Es bringt mich fast zum Wahnsinn
Dass ich so ruhig berechne
Wie in mei'm Hirn das Denken
Sich um sich selbst besteche.

Mit soviel schlimmen Leiden
Blieb nur der klare Schluss
Es soll der Arzt entscheiden
Was mir da Fehlen muss.

Der selbe hat nach Stunden
Mir nüchtern, klar gesagt:
Ihn fehlt die schwere Krankheit
Die viele Leute plagt.

Die meisten trifft es plötzlich
Und niemand wisse wann
Man diese Krankheit Kindheit
So leicht verlieren kann.

Das Fenster zur Welt

Die Frau Nasani blickt entspannt
Aus einem Loch in ihrer Wand
Und weil’s mit Glas nach außen trennt
Man’s für gewöhnlich Fenster nennt.

Sie hat sich’s Kissen gut platziert
Und sieht so zu, wer da spaziert
Vor ihrem Fenster auf und nieder
Zu jeder Zeit und immer wieder.

Die meisten die so vor ihr gehen
Kennt sie schon lang und kann schnell sehen
Ob’s bei Familie Erberei zum Sonntag gibt Kartoffelbrei
Oder die Frau von nebenan schon wieder hat ’nen neuen Mann.

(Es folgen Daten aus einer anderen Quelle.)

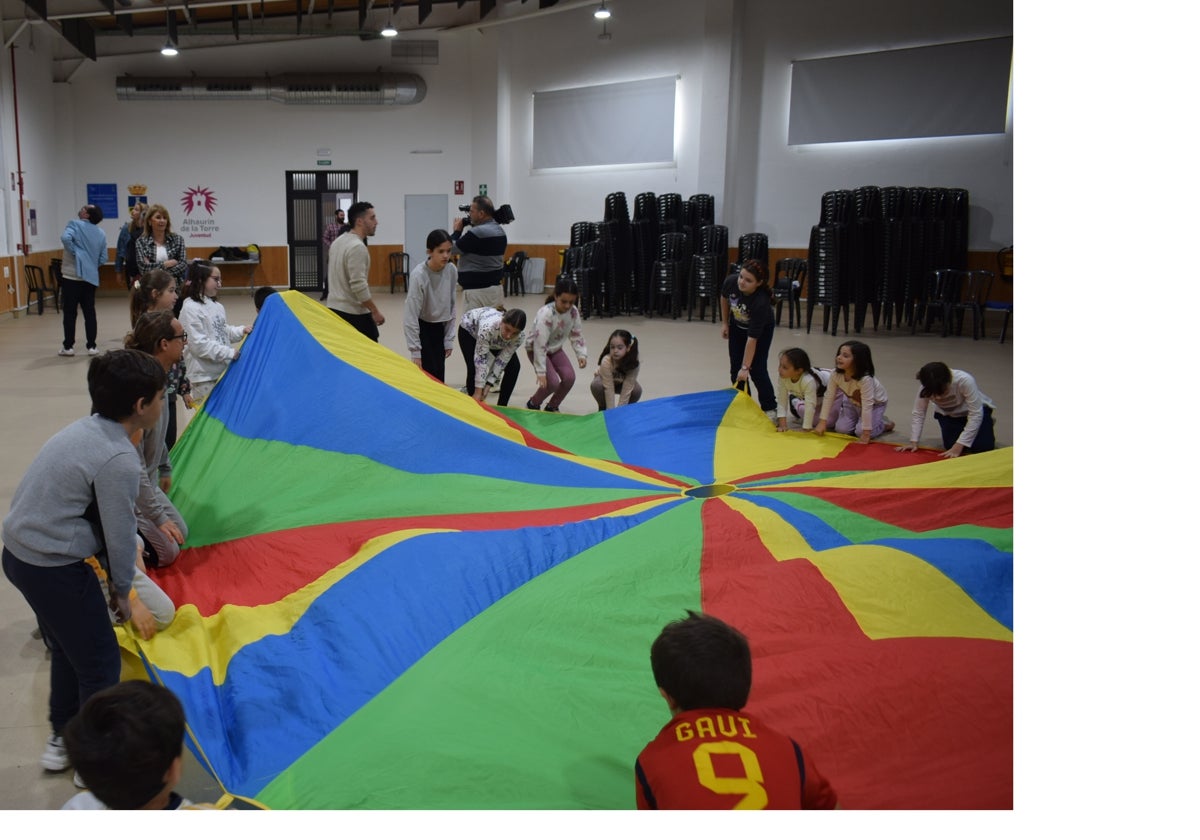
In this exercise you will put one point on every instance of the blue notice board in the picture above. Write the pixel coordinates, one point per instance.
(103, 196)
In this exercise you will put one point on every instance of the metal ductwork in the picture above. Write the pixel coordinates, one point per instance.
(372, 89)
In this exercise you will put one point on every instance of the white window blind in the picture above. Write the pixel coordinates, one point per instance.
(925, 91)
(605, 125)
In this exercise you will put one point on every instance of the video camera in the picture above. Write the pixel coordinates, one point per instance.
(503, 214)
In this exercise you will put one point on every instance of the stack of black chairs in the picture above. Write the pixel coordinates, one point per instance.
(671, 213)
(667, 275)
(864, 255)
(709, 267)
(624, 265)
(753, 246)
(645, 237)
(876, 249)
(790, 274)
(892, 282)
(826, 287)
(618, 282)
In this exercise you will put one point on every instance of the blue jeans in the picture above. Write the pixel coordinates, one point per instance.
(72, 613)
(78, 294)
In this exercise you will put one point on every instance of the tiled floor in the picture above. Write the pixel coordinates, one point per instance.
(43, 393)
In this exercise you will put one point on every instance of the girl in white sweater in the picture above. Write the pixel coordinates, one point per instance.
(858, 399)
(555, 324)
(209, 347)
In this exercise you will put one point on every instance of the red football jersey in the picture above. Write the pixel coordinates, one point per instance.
(720, 759)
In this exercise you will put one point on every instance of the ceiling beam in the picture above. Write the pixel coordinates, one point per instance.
(82, 36)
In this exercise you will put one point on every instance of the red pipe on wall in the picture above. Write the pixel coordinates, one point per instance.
(21, 174)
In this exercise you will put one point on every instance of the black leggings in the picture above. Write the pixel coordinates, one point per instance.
(78, 294)
(759, 372)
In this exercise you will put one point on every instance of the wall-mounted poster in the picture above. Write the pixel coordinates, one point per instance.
(103, 196)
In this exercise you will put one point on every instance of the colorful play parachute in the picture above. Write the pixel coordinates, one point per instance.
(396, 598)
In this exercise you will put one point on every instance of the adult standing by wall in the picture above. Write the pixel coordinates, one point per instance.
(481, 256)
(160, 335)
(333, 231)
(130, 232)
(84, 250)
(349, 265)
(159, 247)
(77, 501)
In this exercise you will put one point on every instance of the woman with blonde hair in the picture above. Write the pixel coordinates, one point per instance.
(159, 247)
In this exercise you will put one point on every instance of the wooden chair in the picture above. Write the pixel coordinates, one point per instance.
(35, 283)
(397, 265)
(514, 274)
(790, 274)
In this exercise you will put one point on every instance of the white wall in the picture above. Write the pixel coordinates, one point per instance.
(791, 179)
(733, 65)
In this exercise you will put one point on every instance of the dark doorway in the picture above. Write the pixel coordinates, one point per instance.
(312, 198)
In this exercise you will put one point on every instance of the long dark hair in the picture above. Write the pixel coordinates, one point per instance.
(799, 360)
(142, 293)
(628, 361)
(150, 331)
(862, 355)
(198, 271)
(759, 271)
(514, 318)
(564, 285)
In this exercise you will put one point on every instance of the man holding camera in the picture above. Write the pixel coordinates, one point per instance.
(481, 256)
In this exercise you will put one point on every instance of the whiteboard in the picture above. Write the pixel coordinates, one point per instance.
(424, 214)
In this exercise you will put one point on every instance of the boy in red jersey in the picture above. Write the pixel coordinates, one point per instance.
(712, 755)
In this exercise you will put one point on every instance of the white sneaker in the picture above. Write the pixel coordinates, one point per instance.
(54, 756)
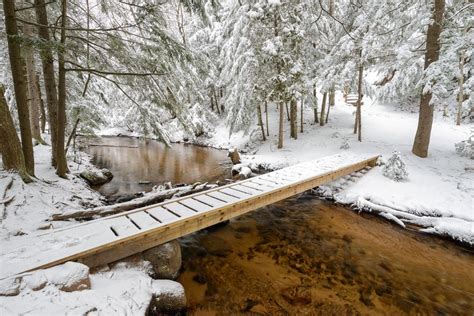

So sitzt sie schon seit langer Zeit
Mal freundlich lieb, mal kampfbereit
Und denkt bei sich, was ihr gefällt
Dass sie die Welt in Fugen hält.

Doch wer sie sieht, denkt sich vielleicht
An was erinnert die mich gleich
Sie glotzt und gluckt mit dickem Bauch
Das tut ein Huhn im Käfig auch.

Man muss da schon die Frage nennen
Kann Frau Nasani noch erkennen
Ob sie nun hinter oder vor
Der Scheibe sitzt zum Lebenstor?

Sie hätte längst bemerken sollen
Dass niemand sich je Zeit genommen
Von draußen zu ihr rein zu gehen.
Um sie ins Leben mitzunehmen.

Da stellt man selber sich die Frage
Hält sich mein Leben in der Waage
Blick ich die Welt von außen an
Und nehm ein Stückchen teil daran?

Edelstein

Es glänzt der Edelstein im Licht
Doch täte er’s bei weitem nicht
Läg er noch da, wo seines Gleichen
In Dunkelheit die Zeit verstreichen.

Erst als man ihn herausgebrochen
Aus einer Ader rausgestochen
Und ihn mit anderm Stein geschliffen
Da ist ein Glanz zu ihm gewichen.

Es könnte also durchaus sein
Ein Edelstein find’ es gemein
Das man ihn aus seim’ Hause reißt
Und ihn mit andern Steinen beißt.

So ist das Funkeln jener Steine
In grün, gelb, rot, blau und in Seide
Bisweilen nicht als Lob gemeint
Sondern als Schimpfen und als Streik.